Die FDP Fraktion hatte mit ihrer Anfrage vom 21. Juni 2019 die Auswirkungen der DSGVO auf KMUs kritisiert. Der deutsche Gesetzgeber sei in einigen Bereichen – so wie mit § 38 Abs. 1 S. 1 BDSG-neu – über die Verpflichtungen der DSGVO hinausgegangen. Vor dem Hintergrund einer umfassenden EDV-Verarbeitung und Datenspeicherung durch nahezu alle Beschäftigten, müsste fast jeder Betrieb mit zehn oder mehr Mitarbeitern einen Datenschutzbeauftragten stellen. Besonders Unternehmen, die im E-Commerce tätig sind, sind in der Regel von der Vorschrift des § 38 BDSG-neu betroffen. Der hohe Beratungsbedarf kann zwar auf der einen Seite durch eine zunehmend spezialisierte Beratungsbranche gedeckt werden. Auf der anderen Seite mangelt es jedoch an Zertifizierungen für Datenschutzbeauftragte, sodass der Markt an Beratungsleistungen für viele Unternehmen immer intransparenter wird. Die Kosten und der bürokratische Aufwand für die Bestellung eines Datenschutzbeauftragten, seine Aus- und Weiterbildungskosten führen gerade bei KMUs zu teilweise untragbaren Belastungen im Unternehmen. Besonders im Hinblick auf die Konkurrenzfähigkeit auf dem europäischen Markt ist dies zu beachten. Denn die Pflicht zur Bestellung eines Datenschutzbeauftragten ist gerade eine deutsche Besonderheit und könnte inländische Unternehmen gegenüber Unternehmen aus anderen Ländern benachteiligen.

Die Unternehmen jedoch allein von der Pflicht zur Bestellung eines Datenschutzbeauftragten zu befreien, dürfte wohl kaum ausreichen, um eine tatsächliche Entlastung von KMUs zu erreichen. Denn für diese gelten die DSGVO und das BDSG-neu weiterhin in demselben Umfang wie für große Unternehmen. KMUs müssen weiterhin ihren sonstigen Pflichten, wie zum Beispiel der Erstellung eines Verzeichnisses von Verarbeitungstätigkeiten oder der Erfüllung von Informationspflichten, umfassend nachkommen.

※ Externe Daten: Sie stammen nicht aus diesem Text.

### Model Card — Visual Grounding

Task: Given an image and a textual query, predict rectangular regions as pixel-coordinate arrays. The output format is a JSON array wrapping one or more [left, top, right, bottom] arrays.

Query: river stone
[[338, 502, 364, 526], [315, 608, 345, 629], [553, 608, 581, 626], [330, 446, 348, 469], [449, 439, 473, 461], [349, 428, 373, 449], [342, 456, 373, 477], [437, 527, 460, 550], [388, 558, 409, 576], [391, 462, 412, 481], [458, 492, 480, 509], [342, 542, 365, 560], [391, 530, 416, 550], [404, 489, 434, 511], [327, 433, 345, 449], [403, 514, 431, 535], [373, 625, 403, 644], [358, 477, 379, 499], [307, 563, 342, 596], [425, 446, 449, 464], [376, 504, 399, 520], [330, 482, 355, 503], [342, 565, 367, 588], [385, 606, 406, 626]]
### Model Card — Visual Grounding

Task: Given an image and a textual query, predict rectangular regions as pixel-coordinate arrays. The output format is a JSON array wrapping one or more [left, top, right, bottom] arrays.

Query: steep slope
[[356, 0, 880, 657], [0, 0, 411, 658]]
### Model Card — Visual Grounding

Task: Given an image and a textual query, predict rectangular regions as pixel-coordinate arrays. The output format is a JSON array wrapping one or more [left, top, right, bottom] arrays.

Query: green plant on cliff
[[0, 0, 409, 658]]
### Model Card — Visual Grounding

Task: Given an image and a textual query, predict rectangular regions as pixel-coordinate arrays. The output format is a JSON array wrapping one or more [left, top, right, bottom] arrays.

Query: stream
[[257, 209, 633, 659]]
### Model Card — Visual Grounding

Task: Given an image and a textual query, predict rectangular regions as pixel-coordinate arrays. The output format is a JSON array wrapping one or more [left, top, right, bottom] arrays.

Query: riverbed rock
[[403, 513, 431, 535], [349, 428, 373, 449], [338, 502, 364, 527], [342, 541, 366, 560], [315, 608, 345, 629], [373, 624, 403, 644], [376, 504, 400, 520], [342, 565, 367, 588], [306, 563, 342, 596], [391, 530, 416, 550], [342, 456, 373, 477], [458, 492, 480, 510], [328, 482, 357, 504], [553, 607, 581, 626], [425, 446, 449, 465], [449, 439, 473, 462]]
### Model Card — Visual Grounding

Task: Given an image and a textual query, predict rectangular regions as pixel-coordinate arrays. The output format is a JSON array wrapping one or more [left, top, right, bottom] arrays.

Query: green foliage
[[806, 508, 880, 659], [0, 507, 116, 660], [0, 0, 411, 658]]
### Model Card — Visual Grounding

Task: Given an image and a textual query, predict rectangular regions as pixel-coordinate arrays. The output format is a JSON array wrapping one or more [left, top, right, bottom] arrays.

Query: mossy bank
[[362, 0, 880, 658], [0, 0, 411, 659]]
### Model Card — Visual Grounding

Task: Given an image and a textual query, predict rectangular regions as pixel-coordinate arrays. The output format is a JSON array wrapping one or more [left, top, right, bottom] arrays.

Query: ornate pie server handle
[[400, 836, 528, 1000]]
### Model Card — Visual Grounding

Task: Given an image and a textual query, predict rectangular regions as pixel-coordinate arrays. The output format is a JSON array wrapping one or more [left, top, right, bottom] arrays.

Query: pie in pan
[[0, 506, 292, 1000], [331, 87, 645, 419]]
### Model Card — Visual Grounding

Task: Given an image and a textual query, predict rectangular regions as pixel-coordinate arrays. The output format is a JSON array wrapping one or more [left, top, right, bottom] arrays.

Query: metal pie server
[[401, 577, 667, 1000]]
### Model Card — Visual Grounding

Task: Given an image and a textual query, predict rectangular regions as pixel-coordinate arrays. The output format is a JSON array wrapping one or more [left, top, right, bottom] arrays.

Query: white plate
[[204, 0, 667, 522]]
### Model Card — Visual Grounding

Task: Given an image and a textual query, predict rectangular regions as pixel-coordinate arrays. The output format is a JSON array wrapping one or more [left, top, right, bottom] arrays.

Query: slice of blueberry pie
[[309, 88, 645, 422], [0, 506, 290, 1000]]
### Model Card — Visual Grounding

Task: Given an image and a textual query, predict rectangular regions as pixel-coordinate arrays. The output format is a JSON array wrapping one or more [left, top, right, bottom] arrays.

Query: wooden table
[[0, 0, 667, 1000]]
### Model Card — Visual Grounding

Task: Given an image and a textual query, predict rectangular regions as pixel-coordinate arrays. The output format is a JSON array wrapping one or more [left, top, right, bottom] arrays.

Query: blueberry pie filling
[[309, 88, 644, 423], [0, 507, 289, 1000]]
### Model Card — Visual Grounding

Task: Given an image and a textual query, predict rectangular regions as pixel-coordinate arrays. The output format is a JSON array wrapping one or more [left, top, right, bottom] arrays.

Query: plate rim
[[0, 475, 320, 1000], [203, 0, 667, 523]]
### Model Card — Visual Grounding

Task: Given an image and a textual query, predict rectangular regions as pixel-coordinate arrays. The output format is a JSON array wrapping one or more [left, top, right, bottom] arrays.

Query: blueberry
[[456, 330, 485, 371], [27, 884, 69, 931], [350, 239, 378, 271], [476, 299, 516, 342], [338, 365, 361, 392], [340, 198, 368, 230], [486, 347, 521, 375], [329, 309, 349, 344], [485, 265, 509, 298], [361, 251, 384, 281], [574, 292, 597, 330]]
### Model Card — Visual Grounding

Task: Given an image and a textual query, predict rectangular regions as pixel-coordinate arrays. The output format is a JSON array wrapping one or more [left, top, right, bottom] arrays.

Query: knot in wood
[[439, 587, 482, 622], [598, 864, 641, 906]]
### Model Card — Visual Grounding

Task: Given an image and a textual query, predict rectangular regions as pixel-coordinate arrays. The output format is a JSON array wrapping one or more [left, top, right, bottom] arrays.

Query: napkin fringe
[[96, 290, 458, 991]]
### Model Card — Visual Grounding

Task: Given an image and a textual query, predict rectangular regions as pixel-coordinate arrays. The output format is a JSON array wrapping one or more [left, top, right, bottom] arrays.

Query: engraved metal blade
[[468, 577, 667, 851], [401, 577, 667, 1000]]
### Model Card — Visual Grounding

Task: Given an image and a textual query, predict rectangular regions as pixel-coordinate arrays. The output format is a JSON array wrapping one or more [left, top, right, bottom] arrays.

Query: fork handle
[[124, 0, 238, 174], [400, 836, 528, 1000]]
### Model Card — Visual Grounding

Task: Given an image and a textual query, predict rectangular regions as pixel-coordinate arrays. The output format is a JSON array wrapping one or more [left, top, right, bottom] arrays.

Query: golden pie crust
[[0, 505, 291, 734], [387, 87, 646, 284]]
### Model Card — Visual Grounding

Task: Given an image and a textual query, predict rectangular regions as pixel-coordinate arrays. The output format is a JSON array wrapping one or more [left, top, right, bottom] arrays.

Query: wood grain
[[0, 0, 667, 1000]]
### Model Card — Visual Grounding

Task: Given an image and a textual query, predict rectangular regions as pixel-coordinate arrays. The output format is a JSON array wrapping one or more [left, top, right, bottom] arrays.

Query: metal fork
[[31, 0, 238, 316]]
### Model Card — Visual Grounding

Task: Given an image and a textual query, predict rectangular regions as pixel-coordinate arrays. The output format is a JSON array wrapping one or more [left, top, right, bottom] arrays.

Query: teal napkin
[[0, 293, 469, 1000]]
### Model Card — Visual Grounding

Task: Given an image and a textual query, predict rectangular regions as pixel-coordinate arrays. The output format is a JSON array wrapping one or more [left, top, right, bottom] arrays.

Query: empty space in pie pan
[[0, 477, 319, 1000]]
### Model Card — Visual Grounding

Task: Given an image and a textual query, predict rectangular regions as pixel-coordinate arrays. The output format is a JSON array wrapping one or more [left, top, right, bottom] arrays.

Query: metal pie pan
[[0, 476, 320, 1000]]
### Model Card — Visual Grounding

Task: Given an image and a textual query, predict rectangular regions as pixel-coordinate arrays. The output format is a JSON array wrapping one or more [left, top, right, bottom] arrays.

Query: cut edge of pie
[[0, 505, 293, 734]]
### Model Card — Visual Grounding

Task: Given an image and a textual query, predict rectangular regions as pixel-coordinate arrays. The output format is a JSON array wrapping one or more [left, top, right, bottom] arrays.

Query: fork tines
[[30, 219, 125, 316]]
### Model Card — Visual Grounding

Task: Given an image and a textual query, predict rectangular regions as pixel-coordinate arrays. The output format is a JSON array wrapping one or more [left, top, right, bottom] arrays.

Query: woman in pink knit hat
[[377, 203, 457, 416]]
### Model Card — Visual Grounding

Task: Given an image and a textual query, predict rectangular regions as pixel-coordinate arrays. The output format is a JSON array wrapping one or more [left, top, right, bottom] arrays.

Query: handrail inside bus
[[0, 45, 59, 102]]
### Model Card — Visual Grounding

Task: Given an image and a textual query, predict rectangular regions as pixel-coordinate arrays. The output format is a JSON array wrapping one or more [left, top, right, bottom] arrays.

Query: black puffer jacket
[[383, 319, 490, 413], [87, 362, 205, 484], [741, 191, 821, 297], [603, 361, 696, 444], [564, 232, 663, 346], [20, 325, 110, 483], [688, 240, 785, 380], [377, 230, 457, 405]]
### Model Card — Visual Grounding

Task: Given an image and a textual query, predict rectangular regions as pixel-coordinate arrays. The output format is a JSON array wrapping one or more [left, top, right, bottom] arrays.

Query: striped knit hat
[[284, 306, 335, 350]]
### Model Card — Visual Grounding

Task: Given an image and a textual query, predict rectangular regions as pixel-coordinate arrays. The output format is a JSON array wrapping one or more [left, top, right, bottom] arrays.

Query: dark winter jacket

Kritisch betrachtet stellt sich somit die Frage, ob KMUs tatsächlich dadurch geholfen wird, dass diese von der Bestellungspflicht des § 38 Abs. 1 S. 1 BDSG-neu ausgenommen werden. Dies könnte dazu führen, dass die dringend erforderliche Expertise in Bezug auf datenschutzrechtliche Fragen in Unternehmen nicht mehr vorhanden ist. Die finanzielle Ersparnis stünde in einem Fall von datenschutzrechtlichen Verstößen jedoch in keinem Verhältnis zu den oftmals drohenden Bußgeldern. Gerade bei kleineren Unternehmen mit eher beschränkten finanziellen und organisatorischen Mitteln, stand die Frage des Datenschutzes auf der Prioritätenliste bisher an eher untergeordneter Stelle. Entfällt nun auch die Pflicht zur Bestellung eines Datenschutzbeauftragten, könnte dies dazu führen, dass sich in KMUs kaum noch jemand für die Einhaltung der Datenschutzregelungen verantwortlich fühlt.

Auch die Konferenz der unabhängigen Datenschutzaufsichtsbehörden des Bundes und der Länder (DSK) hat sich gegen eine Abschaffung oder Verwässerung der nationalen Regelungen der Pflicht zur Benennung eines Datenschutzbeauftragten ausgesprochen. Denn Datenschutzbeauftragte tragen zu einer kompetenten datenschutzrechtlichen Beratung bei und können somit Datenschutzverstöße bereits im Vorfeld vermeiden.

Sollte die Neuregelung des § 38 Abs. 1 S. 1 BDSG-neu verabschiedet werden, könnte der Wegfall der Pflicht einen Datenschutzbeauftragten zu benennen, wahrscheinlich kurzfristig als Entlastung empfunden werden. Langfristig gesehen würde dies jedoch zu Einbußen an interner datenschutzrechtlicher Kompetenz führen. Die Befreiung von der Bestellungspflicht könnte für KMUs mithin – entgegen aller Vorfreude – langfristig gesehen eher eine Be- als eine Entlastung darstellen.